La cotización del dólar oficial en Argentina ha experimentado una notable baja, consolidándose por debajo de la línea de $1.400. Este movimiento se produce en un contexto de paz cambiaria creciente, donde la distancia respecto al techo de la banda de flotación alcanza un 23%. A pesar de la fuerte demanda que ejerce el Banco Central a través de compras de reservas, el mercado anticipa una apreciación del peso en los próximos meses, impulsada principalmente por la liquidación de la cosecha gruesa del agro.

Los analistas del mercado han observado un flujo intenso de ingreso de divisas al país, lo que ha llevado a una mayor oferta de dólares. Por otro lado, la demanda de divisas por parte del sector privado se ha mantenido baja, ya que los inversores muestran poco interés en adquirir dólares ante las expectativas de una posible estabilidad cambiaria. Esta combinación de alta oferta y baja demanda ha forzado la baja del tipo de cambio, que se encuentra por debajo de los $1.400. Aunque no se pueden descartar rebotes a corto plazo, los expertos coinciden en que estos no serían significativos ni sostenibles.

La apreciación del peso se produce a pesar de una aceleración en la inflación, que en marzo alcanzó un 3,4% mensual, según datos del INDEC. El presidente Javier Milei ha atribuido esta aceleración a factores estacionales y ajustes tarifarios, además de un efecto rezagado de la caída en la demanda de pesos antes de las elecciones legislativas. Sin embargo, los economistas privados son más cautelosos y prevén una desaceleración de la inflación, aunque no tan drástica como la que sugiere el presidente.

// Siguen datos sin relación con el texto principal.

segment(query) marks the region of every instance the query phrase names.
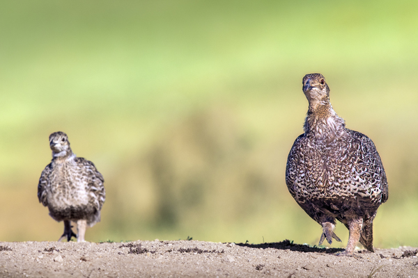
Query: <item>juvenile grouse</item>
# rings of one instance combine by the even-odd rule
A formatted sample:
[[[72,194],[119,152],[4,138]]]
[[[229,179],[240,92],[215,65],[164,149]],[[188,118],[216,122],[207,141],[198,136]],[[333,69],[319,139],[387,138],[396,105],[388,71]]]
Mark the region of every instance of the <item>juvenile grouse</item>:
[[[54,220],[64,221],[61,241],[77,236],[84,241],[87,226],[100,221],[100,210],[105,198],[103,176],[94,164],[71,151],[67,134],[61,131],[49,136],[52,161],[42,172],[38,184],[38,198],[48,206]],[[77,236],[70,222],[77,222]]]
[[[293,143],[286,183],[295,200],[323,227],[322,244],[332,238],[335,220],[350,231],[340,255],[353,255],[359,242],[373,249],[373,220],[388,197],[386,174],[371,139],[346,128],[332,109],[330,88],[320,74],[307,74],[303,92],[309,102],[304,133]]]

En cuanto a las proyecciones del tipo de cambio, varios economistas han establecido diferentes rangos. Gustavo Ber estima que el piso debería estar en torno a $1.300, mientras que otros analistas como Auxtin Maquieyra y Pablo Lazzati sugieren pisos de $1.330 y $1.380, respectivamente. Estos niveles reflejan la persistencia de flujos financieros que limitan cualquier intento de rebote significativo, así como la intervención activa del Banco Central en el mercado cambiario.

De cara al futuro, el inicio de la cosecha gruesa del agro se perfila como un factor clave para el ingreso de divisas. Se espera que entre abril y junio se generen entre u$s8.000 millones y u$s10.000 millones en liquidaciones del sector agroexportador. Esto podría contribuir a mantener la calma cambiaria en el corto plazo, aunque los analistas advierten que el comportamiento de los agroexportadores podría influir en la oferta de dólares y, por ende, en la dinámica del tipo de cambio. Además, el precio de la urea, fundamental para cultivos como el trigo y el maíz, se ha visto afectado por el conflicto en Medio Oriente, lo que podría impactar los costos de producción y, en consecuencia, los precios de los commodities agrícolas.

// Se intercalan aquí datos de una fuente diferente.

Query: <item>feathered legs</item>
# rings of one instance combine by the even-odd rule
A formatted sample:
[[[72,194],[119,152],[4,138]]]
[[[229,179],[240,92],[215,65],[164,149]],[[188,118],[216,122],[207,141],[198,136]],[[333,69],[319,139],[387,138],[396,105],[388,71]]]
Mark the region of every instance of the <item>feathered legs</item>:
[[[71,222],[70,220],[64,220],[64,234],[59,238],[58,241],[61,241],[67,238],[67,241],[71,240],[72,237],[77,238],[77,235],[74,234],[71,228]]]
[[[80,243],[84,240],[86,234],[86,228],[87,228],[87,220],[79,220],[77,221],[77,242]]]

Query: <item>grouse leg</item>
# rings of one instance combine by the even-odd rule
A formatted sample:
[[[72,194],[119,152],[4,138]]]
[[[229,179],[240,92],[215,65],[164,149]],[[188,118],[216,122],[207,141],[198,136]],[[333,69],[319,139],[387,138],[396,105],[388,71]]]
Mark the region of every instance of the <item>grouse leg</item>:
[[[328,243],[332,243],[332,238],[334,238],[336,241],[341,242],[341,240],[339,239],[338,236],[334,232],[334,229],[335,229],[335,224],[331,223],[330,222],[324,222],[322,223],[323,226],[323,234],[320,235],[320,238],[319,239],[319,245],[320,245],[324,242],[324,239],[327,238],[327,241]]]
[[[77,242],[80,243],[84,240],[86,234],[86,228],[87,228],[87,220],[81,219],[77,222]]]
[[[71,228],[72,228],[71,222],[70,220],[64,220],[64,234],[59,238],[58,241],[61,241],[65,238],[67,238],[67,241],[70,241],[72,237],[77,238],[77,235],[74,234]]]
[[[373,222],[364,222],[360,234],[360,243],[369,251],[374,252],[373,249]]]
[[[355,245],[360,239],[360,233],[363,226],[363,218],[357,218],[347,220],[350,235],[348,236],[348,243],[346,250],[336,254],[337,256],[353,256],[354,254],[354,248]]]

En resumen, el mercado cambiario argentino se encuentra en un momento de relativa estabilidad, con un dólar oficial que ha bajado a niveles cercanos a $1.400. Sin embargo, los analistas sugieren que el comportamiento de los agroexportadores y la evolución de la inflación serán factores determinantes en la dinámica del tipo de cambio en los próximos meses. La atención estará centrada en cómo se desarrollará la liquidación de la cosecha y en la posible normalización de los precios de los fertilizantes, que podrían influir en la oferta de dólares en el mercado cambiario.